Life is slipping away, and yet I do not know what it means? What should I do? I have no time to ponder, meditate and understand it all ? What should I do now?
The beauty of understanding ourselves lies in understanding why something happens to us and what role we played in letting or making that happen. This simple relationship between our actions and its effect is Karma yoga. When we understand the inevitability of karma, our mind surrenders to the unfailing powers, giving rise to realisation of Bhakti yoga. The awareness with which we are able to center our lives on knowledge of Karma and Bhakti is Gyana Yoga.
Bhagavatham follows this very pattern to deliver the three supreme yogas to Parikshit and us. Just like how Parikshit in throes of Kali Yuga performs actions that are regrettable and eventually invites his own demise. We too invite many miseries in our life by performing thoughtless actions. These actions done under the influence of time and space with no awareness churns us constantly in its consequence.
I took Bhagavatham in my hands when I was caught in the endless roller coaster of my actions and its consequence and what it gave me was priceless. Through the coming blogs I would like to take you on a journey. A journey where I found my answers in Bhagavatham so you may find yours.
I have come face to face with many regrets in my life, some mine, some belong to others. They have common theme in them, an inappropriate response to a situation and lost time that cannot be recalled. Accepting all regrets as product of time space and mind, here is how Parikshit sought answers.
Parikshit was roaming in forest, thirsty and tired from hunting. He approached an hermitage in the forest and found a rishi by name Shamika deep in meditation. Caught in desperation of the thirst that was tormenting his body, with no awareness in his mind that the rishi was to be left undisturbed during meditation. He requests the rishi to give him some water. After a few futile attempts, he loses his temper and feels insulted that the king of the land has not been treated correctly. He avenges the insult by placing a dead snake around the neck of Shamika
Now the son of Shamika who as bathing in a river close by is informed of the inappropriate act of Parikshit and insult of his father. He curses Parikshit to die in seven days from a deadly bite of Takshaka. Shamika, when he completes the meditation becomes aware of the action of Parikshit and retribution of his son. In his kindness he sees the whole event as a play of time and decides to inform Parikshit about the curse, so he may find a peaceful way.
Parikshit meanwhile deeply regrets his reproachable act which insulted an innocent sage with hidden spiritual power.
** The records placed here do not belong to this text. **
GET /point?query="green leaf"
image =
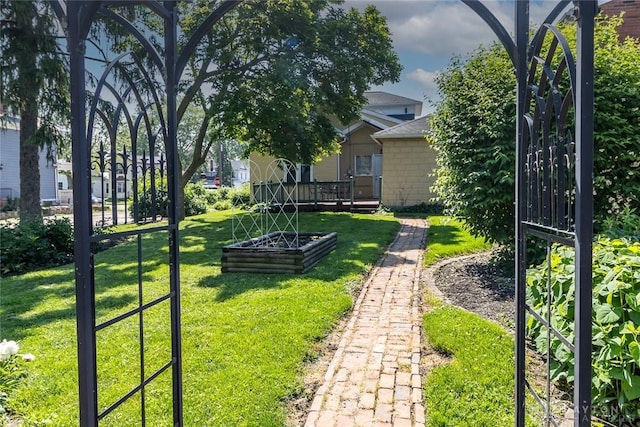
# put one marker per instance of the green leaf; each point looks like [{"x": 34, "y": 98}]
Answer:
[
  {"x": 606, "y": 314},
  {"x": 631, "y": 389},
  {"x": 634, "y": 350}
]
Was preparing himself for all kinds of consequences and punishments. Thus when Shamika informed him that he is going to die from takshaka’s bite, he finds peace in that, as that very awareness of impending death cuts asunder all attachments he had for the world.
Like all evolved dying men he sought banks of Ganga which washes the feet of the lord who had always protected him. He seeks a way to make the best use his seven days. He foregoes all pleasures of life, even food, sat on Khusa grass on river bed and begged all rishis who had assembled there to tell him what could he do now, at this hour where he was on the verge of dying, what can one do his life to take him safely across all actions and consequences.
This sincere seeker in him brought out the guru in Suka who rendered to him the knowledge of bhagavatham.
What can we learn from this ?
- When we accept and regret our action truly and deeply the very consequence of our action can liberate us
- When you are wronged like Shamika choose to understand that the perpetrator is under the influence of time and space
- Always seek knowledge to solve problems of mind, it can bring a guru in your life
- Above all , As an answer to the question that was bugging my mind, life is slipping away and when you can’t do anything else take bhagavatham in your hands and read it.